Microbial Contamination and Antimicrobial Resistance Profiles Indicate Potential Risks of Infection at the Veterinary Medical Teaching Hospital - UFRGS, Porto Alegre, Brazil

Mariana Muller Giacon, Franciele Maboni Siqueira, Amanda de Souza da Motta

Abstract


Background: This study aimed to assess the level of bacterial contamination in the Small Animals Sector of the Veterinary Medical Teaching Hospital (HCV) of the Universidade Federal do Rio Grande do Sul (UFRGS). Firstly, a committee was invited to complete a questionnaire and to list critical sample sites for collection. With the identification of the places to be sampled, collections were made with sterile swabs on different surfaces of environments of the Veterinary Hospital. The identification of important bacteria in the veterinary area, in the different sampled environments, raises the concern for hygiene procedures in the veterinary hospital environment.


Materials, Methods & Results: Sixteen samples were collected from these different areas, and microbiological analyses were performed. Standard counts of viable and strictly aerobic mesophilic microorganisms were realized. Collections were made to assess ambient air quality. With the microbiological analysis performed, bacteria of clinical importance were identified. To assess the resistance profile of the bacteria, the susceptibility test to antimicrobials was performed. MALDI-TOF/MS measurement identified 29 bacteria at the genus level and 10 bacteria at the species level and the antimicrobial susceptibility test was realized. Most of the isolates identified (60%) were bacteria of the genus Staphylococcus spp. Regarding antimicrobial susceptibility analysis the 10 bacteria identified at the species level were assessed. Test results showed that the isolates S. aureus, S. epidermidis and S. haemolyticus - collected from treatment room 2 - and S. haemolyticus, which had been isolated from samples from treatment room 2 of the cattery, presented multiresistance. Pantoea ananatis isolates from room 5 also showed a multiresistant profile for erythromycin, cephalothin, vancomycin and ampicillin. Micrococcus luteus isolates from the x-ray room and the kennel showed resistance to ceftazidime. Staphylococcus equorum isolates from room 4 were sensitive to all tested antimicrobials.

Discussion: In Brazilian legislation there are no official microbiological parameters for surfaces in a veterinary hospital environment. The microorganisms present in the air are transient and variable, and the number and types of airborne agents is determined by the various sources of contamination in the environment. These microorganisms can be found in suspension, particulate matter and water droplets.

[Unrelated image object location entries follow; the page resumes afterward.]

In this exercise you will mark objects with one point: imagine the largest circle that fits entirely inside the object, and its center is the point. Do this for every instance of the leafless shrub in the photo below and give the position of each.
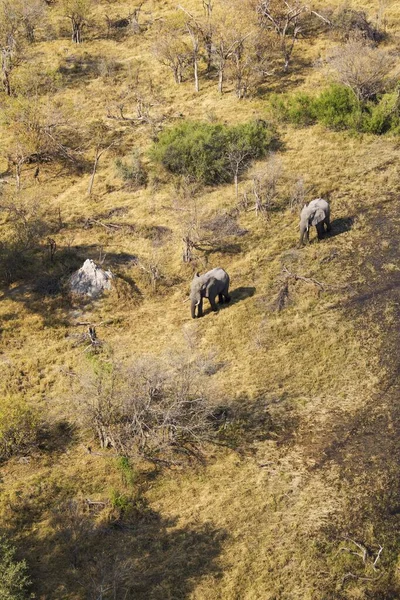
(363, 68)
(152, 270)
(155, 408)
(348, 24)
(172, 51)
(286, 277)
(72, 519)
(298, 195)
(264, 187)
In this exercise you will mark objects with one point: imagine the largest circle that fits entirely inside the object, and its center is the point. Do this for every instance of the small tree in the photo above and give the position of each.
(18, 427)
(31, 14)
(363, 68)
(10, 42)
(103, 139)
(153, 409)
(79, 13)
(286, 19)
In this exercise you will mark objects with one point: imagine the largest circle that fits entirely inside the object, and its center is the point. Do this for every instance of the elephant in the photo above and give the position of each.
(210, 285)
(317, 213)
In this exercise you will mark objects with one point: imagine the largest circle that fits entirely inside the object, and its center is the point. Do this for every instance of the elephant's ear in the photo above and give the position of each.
(317, 217)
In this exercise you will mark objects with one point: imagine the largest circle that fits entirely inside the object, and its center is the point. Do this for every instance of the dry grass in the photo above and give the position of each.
(267, 519)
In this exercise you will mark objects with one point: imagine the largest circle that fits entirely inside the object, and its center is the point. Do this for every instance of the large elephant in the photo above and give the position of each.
(210, 285)
(316, 213)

Veterinary medical care tables are potentially contaminated by the animals handling, including those that sometimes defecate or urinate during their medical visit. Frequent handwashing is also known to be an important means of personal protection and disease prevention, although it is estimated that only 40% of practitioners do so routinely. Based on these results, we recommend a plan of bacterial control and disinfection that should be implemented to ensure more effective sanitary conditions. Microorganism counts were high in some of the veterinary hospital environments tested, indicating that current disinfection and hygiene practices are not sufficient to control the establishment of these microorganisms at the study sites. In view of this, it is reasonable to conclude that permanent monitoring and assessment of the effectiveness of hygiene protocols is needed in different sectors of the hospital. This may be an essential tool in a preventive approach to stop the spread of selectively resistant microorganisms, as well as cases of hospital infections. In addition, continuous staff training and awareness of the importance of personal and environmental hygiene is vital for minimizing the presence of these microorganisms in hospitals and avoid their transmission to patients. Finally, a more systematic hygiene guideline should be implemented in areas that showed higher counts.